I recently read an article on whether it’s necessary or even helpful to like a main character. Helpful to what end? Finishing the book, I suppose. The writer didn’t feel a particular need to like main characters. I suppose it can be rather engaging to love to hate a certain main character if he or she is written well. For me, the feeling is quite different. It’s one I wanted to share with you.
I’ve always had a tendency to put down a book and not pick it up for ages, saying to myself that I’ll return to those pages when I get the time. But what is it, what is the key to those books that lure me back? I can only speak for myself, but I suspect that I’m not the only reader who needs to feel connected in order to be drawn back into a story once I’ve put it down.
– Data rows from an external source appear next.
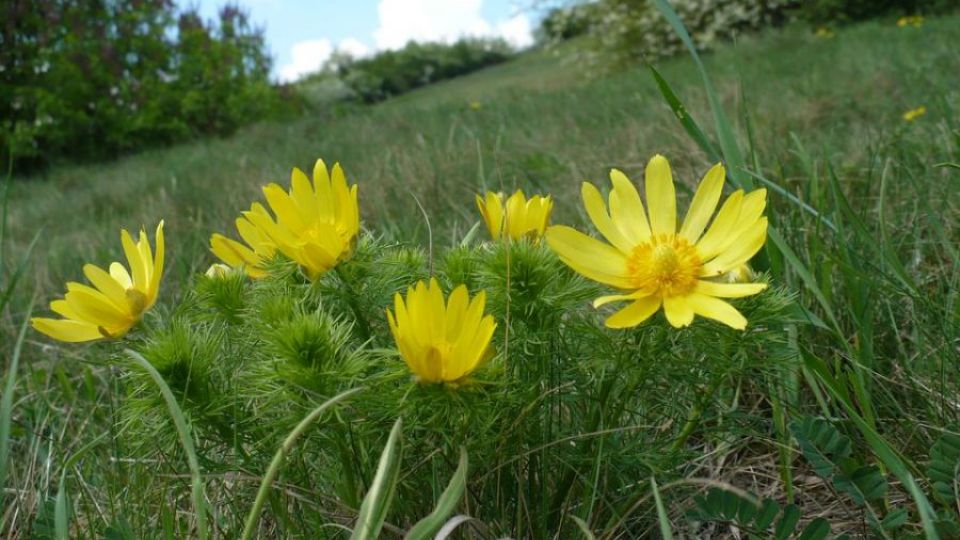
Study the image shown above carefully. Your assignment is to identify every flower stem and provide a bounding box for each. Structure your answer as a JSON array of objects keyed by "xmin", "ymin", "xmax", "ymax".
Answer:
[{"xmin": 669, "ymin": 373, "xmax": 725, "ymax": 454}]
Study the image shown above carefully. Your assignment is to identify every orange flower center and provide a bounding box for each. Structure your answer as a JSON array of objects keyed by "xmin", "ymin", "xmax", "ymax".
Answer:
[{"xmin": 627, "ymin": 234, "xmax": 702, "ymax": 297}]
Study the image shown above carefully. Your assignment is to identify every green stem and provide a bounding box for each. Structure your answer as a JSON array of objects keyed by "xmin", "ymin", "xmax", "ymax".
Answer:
[
  {"xmin": 241, "ymin": 387, "xmax": 363, "ymax": 540},
  {"xmin": 334, "ymin": 268, "xmax": 372, "ymax": 342},
  {"xmin": 669, "ymin": 373, "xmax": 725, "ymax": 454}
]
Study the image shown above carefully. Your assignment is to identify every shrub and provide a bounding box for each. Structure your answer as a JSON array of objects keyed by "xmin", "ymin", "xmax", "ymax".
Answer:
[
  {"xmin": 593, "ymin": 0, "xmax": 795, "ymax": 63},
  {"xmin": 337, "ymin": 38, "xmax": 514, "ymax": 103},
  {"xmin": 537, "ymin": 3, "xmax": 599, "ymax": 42},
  {"xmin": 0, "ymin": 1, "xmax": 293, "ymax": 172}
]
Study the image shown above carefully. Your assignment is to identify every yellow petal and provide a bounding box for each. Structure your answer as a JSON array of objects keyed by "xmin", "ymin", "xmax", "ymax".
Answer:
[
  {"xmin": 121, "ymin": 229, "xmax": 148, "ymax": 291},
  {"xmin": 695, "ymin": 280, "xmax": 767, "ymax": 298},
  {"xmin": 83, "ymin": 264, "xmax": 126, "ymax": 302},
  {"xmin": 695, "ymin": 190, "xmax": 744, "ymax": 261},
  {"xmin": 312, "ymin": 161, "xmax": 334, "ymax": 218},
  {"xmin": 604, "ymin": 296, "xmax": 661, "ymax": 329},
  {"xmin": 290, "ymin": 167, "xmax": 319, "ymax": 222},
  {"xmin": 263, "ymin": 183, "xmax": 307, "ymax": 233},
  {"xmin": 608, "ymin": 169, "xmax": 652, "ymax": 244},
  {"xmin": 109, "ymin": 262, "xmax": 133, "ymax": 289},
  {"xmin": 645, "ymin": 155, "xmax": 676, "ymax": 236},
  {"xmin": 31, "ymin": 318, "xmax": 104, "ymax": 342},
  {"xmin": 679, "ymin": 163, "xmax": 725, "ymax": 243},
  {"xmin": 592, "ymin": 290, "xmax": 650, "ymax": 308},
  {"xmin": 64, "ymin": 287, "xmax": 132, "ymax": 327},
  {"xmin": 582, "ymin": 182, "xmax": 633, "ymax": 253},
  {"xmin": 149, "ymin": 220, "xmax": 164, "ymax": 303},
  {"xmin": 445, "ymin": 284, "xmax": 469, "ymax": 341},
  {"xmin": 545, "ymin": 226, "xmax": 633, "ymax": 289},
  {"xmin": 211, "ymin": 234, "xmax": 258, "ymax": 267},
  {"xmin": 700, "ymin": 218, "xmax": 768, "ymax": 277},
  {"xmin": 686, "ymin": 293, "xmax": 748, "ymax": 330},
  {"xmin": 663, "ymin": 295, "xmax": 694, "ymax": 328}
]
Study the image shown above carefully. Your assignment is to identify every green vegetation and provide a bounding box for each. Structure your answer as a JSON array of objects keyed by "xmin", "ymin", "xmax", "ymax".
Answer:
[
  {"xmin": 1, "ymin": 1, "xmax": 289, "ymax": 171},
  {"xmin": 3, "ymin": 11, "xmax": 960, "ymax": 538}
]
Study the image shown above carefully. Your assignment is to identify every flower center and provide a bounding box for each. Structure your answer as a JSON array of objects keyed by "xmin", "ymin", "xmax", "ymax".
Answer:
[{"xmin": 627, "ymin": 234, "xmax": 702, "ymax": 297}]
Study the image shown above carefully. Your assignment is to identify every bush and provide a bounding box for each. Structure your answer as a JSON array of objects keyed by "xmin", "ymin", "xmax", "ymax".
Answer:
[
  {"xmin": 537, "ymin": 3, "xmax": 599, "ymax": 42},
  {"xmin": 593, "ymin": 0, "xmax": 794, "ymax": 63},
  {"xmin": 337, "ymin": 38, "xmax": 514, "ymax": 103},
  {"xmin": 0, "ymin": 1, "xmax": 294, "ymax": 172},
  {"xmin": 795, "ymin": 0, "xmax": 960, "ymax": 25}
]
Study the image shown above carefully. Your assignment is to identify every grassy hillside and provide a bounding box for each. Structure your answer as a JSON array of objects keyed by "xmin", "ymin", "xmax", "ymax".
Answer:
[{"xmin": 3, "ymin": 14, "xmax": 959, "ymax": 538}]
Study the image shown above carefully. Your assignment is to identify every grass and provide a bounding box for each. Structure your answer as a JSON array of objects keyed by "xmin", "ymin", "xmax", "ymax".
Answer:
[{"xmin": 3, "ymin": 14, "xmax": 959, "ymax": 538}]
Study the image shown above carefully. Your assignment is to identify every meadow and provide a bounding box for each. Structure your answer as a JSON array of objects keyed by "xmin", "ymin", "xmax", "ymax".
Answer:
[{"xmin": 2, "ymin": 11, "xmax": 959, "ymax": 539}]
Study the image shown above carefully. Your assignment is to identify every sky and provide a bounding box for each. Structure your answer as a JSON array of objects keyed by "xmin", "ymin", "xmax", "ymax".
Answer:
[{"xmin": 189, "ymin": 0, "xmax": 541, "ymax": 83}]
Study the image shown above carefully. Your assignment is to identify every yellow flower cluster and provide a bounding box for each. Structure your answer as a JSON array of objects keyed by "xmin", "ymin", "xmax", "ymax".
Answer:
[
  {"xmin": 33, "ymin": 154, "xmax": 770, "ymax": 385},
  {"xmin": 897, "ymin": 15, "xmax": 924, "ymax": 27},
  {"xmin": 902, "ymin": 106, "xmax": 926, "ymax": 122}
]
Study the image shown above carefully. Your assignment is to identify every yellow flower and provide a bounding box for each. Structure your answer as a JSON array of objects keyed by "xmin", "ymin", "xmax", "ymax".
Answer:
[
  {"xmin": 210, "ymin": 204, "xmax": 277, "ymax": 278},
  {"xmin": 221, "ymin": 159, "xmax": 359, "ymax": 281},
  {"xmin": 897, "ymin": 15, "xmax": 923, "ymax": 27},
  {"xmin": 469, "ymin": 101, "xmax": 482, "ymax": 110},
  {"xmin": 476, "ymin": 190, "xmax": 553, "ymax": 241},
  {"xmin": 32, "ymin": 221, "xmax": 165, "ymax": 342},
  {"xmin": 386, "ymin": 278, "xmax": 497, "ymax": 383},
  {"xmin": 204, "ymin": 263, "xmax": 233, "ymax": 278},
  {"xmin": 902, "ymin": 106, "xmax": 926, "ymax": 122},
  {"xmin": 545, "ymin": 155, "xmax": 768, "ymax": 330},
  {"xmin": 814, "ymin": 27, "xmax": 834, "ymax": 38}
]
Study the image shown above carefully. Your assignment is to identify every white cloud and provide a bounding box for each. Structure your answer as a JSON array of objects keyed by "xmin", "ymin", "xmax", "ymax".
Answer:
[
  {"xmin": 496, "ymin": 13, "xmax": 533, "ymax": 49},
  {"xmin": 279, "ymin": 39, "xmax": 333, "ymax": 82},
  {"xmin": 279, "ymin": 37, "xmax": 374, "ymax": 82},
  {"xmin": 373, "ymin": 0, "xmax": 532, "ymax": 50},
  {"xmin": 337, "ymin": 37, "xmax": 371, "ymax": 59}
]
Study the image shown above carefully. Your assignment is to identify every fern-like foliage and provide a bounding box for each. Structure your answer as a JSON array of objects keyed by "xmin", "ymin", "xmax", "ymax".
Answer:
[{"xmin": 688, "ymin": 488, "xmax": 834, "ymax": 540}]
I completed a novel a few years ago that sits in its pool of misery somewhere deep in my computer, having been fully read by only two people – me and my husband. Why? The writing is fine, even compelling at times. When I asked my sister to read the manuscript, she happily agreed until she got a glimpse of my main character, uncomfortably resembling someone she knew well. It felt too real to her. The pages became heavier to turn to the point of immobility.
The answer to my question was one I think I knew all along. Something drove me to write that character in such a way. Once completed, I had to ask myself why it didn’t actually feel good to write her. What was it about her personality? Was she strong? Yes, but not in the way that sits comfortably with me. A strong woman is not one who shuts out reality but faces it head-on, bulldozing through the ugly bits of life while delicately crafting a positive attitude that feels good to her and the reader. As writers, we all know how invested we become in our characters and how real they become to us, with personalities that linger well beyond our writing day. Our characters become our company in many respects and we want to feel good being around them. At least I do.
It’s perfectly welcomed and often times necessary to have a selection of characters that get your blood boiling, but for the main character, I want that person to make me feel good. I want to get to know that person better, not necessarily become friends, but become more acquainted with what makes that person tick, what motivates him/her, what touches his/her inner core?
It was a hard lesson to learn, writing a whole novel only to learn how desperately I need to like my main character. I often ask myself why it took me a whole manuscript to learn such a lesson as a writer, when as a reader I’ve always known that’s what I needed. I’ve concluded that it needed to be a hard lesson, a lesson ground in late night and early morning writing, crafting of plot and subplots that weave around my character and how she reacts to events. It needed to be this way, so that I would do exactly the opposite in my next book.
I see now, that it was my non-likable character that stripped my writing of the energy needed for a story to feel alive and powerful and beautiful. As a writer, I need to feel an intimate connection with my main character, a connection that makes me feel good to the bone. I want to laugh with her, and hurt with her. I want to love with her and get annoyed with her. Quite simply, I can only do that if I like her. So I wrote my next novel with a main character who swallowed up my days and who has lingered beautifully on my mind ever since. I still find I want to know her even better and travel with her through more life experiences. She makes me feel good and I like to be around her, The Particular Appeal of Gillian Pugsley – a friend for life.